Backup withholding is a type of income tax withheld on specific income types when a payee fails to:

  • Provide the payer a correct taxpayer identification number (TIN)
  • Certify exemption from backup withholding

Backup withholding:

When is backup withholding required

If the payer is required to withhold and remit backup withholding to the IRS, they are also required to withhold and remit with us, with certain limited exceptions.

Income subject to backup withholding

Backup withholding can apply to most payments reported on Forms 1099 and W-2G, including:

  • Rents
  • Royalties
  • Commissions
  • Non-employee compensation


Backup withholding requires a payer to deduct and withhold 7% of a reportable payment if the payee:

  • Does not provide a TIN
  • Provides an invalid TIN
  • Fails to certify they are not subject to backup withholding

Credit for backup withholding

If a payee had income tax withheld under the backup withholding rule, the payee must report the California backup withholding on their return for the year they received the income.

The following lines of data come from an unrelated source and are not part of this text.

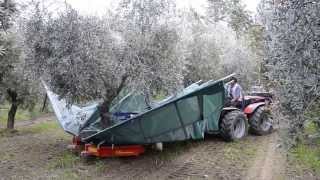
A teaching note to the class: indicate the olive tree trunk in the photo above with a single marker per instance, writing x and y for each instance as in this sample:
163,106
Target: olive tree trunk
14,106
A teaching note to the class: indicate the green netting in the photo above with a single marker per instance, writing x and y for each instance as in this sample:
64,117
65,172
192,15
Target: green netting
188,116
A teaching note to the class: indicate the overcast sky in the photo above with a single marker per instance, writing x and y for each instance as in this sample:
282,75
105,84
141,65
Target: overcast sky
99,6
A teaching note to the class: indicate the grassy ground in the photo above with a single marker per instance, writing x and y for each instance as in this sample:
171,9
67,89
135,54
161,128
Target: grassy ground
39,151
304,159
22,114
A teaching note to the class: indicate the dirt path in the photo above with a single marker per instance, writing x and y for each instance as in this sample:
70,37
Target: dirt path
254,157
42,118
269,163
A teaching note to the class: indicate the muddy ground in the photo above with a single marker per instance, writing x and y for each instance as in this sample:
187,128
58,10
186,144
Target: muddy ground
38,150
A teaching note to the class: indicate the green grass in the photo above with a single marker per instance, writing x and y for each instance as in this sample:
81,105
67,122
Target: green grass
41,127
65,161
307,152
20,115
236,150
307,156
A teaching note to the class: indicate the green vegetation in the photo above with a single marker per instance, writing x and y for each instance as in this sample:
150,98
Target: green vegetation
22,114
66,160
41,127
307,152
236,150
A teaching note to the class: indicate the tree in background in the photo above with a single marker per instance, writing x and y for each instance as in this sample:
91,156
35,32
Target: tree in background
16,86
87,58
293,56
220,42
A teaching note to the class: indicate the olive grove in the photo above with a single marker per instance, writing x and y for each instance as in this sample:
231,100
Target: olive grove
16,86
150,46
292,33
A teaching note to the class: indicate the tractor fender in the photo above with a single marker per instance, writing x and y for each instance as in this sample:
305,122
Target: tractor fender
252,107
226,110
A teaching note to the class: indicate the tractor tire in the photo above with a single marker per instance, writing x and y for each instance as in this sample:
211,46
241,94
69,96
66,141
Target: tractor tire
234,125
260,122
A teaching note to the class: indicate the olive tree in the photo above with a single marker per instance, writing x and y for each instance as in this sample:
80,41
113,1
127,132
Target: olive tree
214,50
87,58
292,55
16,85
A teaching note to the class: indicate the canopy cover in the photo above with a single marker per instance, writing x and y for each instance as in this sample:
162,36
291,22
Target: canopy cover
187,115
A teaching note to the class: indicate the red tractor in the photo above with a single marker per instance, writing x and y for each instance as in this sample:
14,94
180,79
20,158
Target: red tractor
254,115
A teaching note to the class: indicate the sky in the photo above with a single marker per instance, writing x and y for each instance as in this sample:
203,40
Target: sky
97,7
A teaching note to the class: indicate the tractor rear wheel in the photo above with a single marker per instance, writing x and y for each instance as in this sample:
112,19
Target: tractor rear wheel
260,122
234,125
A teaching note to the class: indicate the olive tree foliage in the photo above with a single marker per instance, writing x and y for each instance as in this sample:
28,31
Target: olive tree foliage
215,49
87,58
293,56
16,86
232,12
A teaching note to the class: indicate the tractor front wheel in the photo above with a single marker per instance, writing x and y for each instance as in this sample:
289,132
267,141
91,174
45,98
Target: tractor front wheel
234,125
260,122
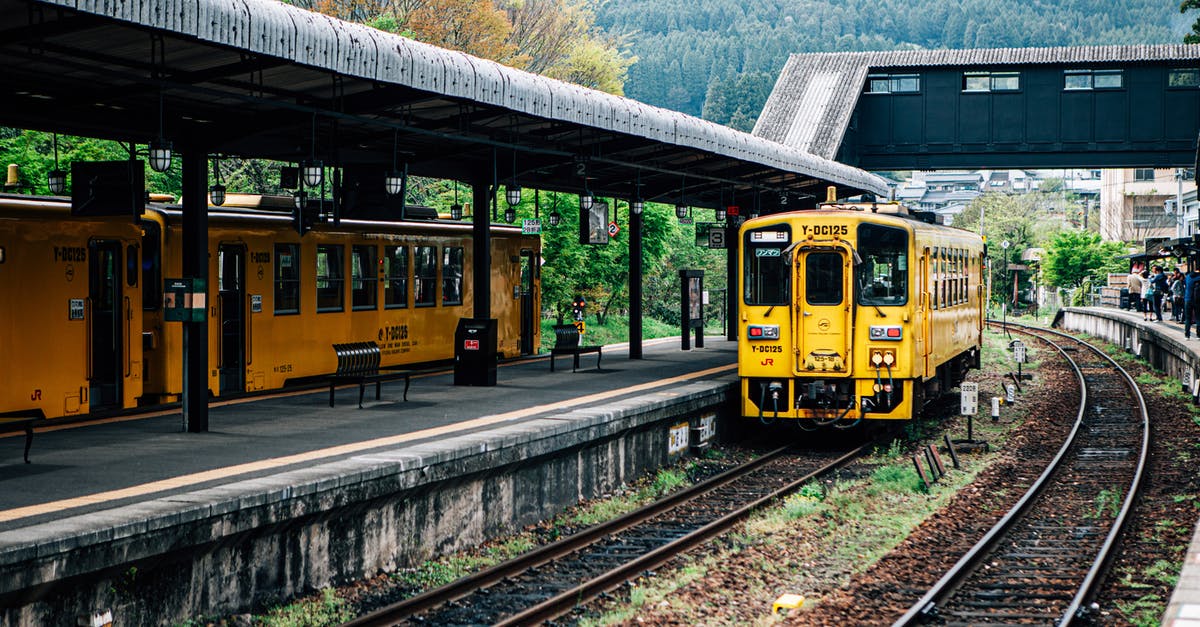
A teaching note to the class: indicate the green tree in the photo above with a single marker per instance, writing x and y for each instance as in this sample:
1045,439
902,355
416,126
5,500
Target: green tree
1075,256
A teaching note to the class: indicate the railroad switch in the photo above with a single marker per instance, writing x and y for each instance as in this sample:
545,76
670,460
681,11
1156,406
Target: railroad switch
787,602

Certain payees are exempt, such as government entities and tax-exempt organizations. For a complete list, refer to IRS Form W-9.

Prevent backup withholding

To stop backup withholding, the payee will need to correct the reason they became subject to backup withholding.

This can include providing the correct TIN to the payer.


How to remit:

Visit Resident and Nonresident Withholding Guidelines (Pub 1017) for more information. Visit Form 592, Form 592-PTE and Form 592-F Instructions for further assistance.

How to avoid penalties

You must pay the withholding by due date to avoid penalties and interest.

  • If you do not withhold, you may have to pay the amount you’re required to withhold, including penalties and interest.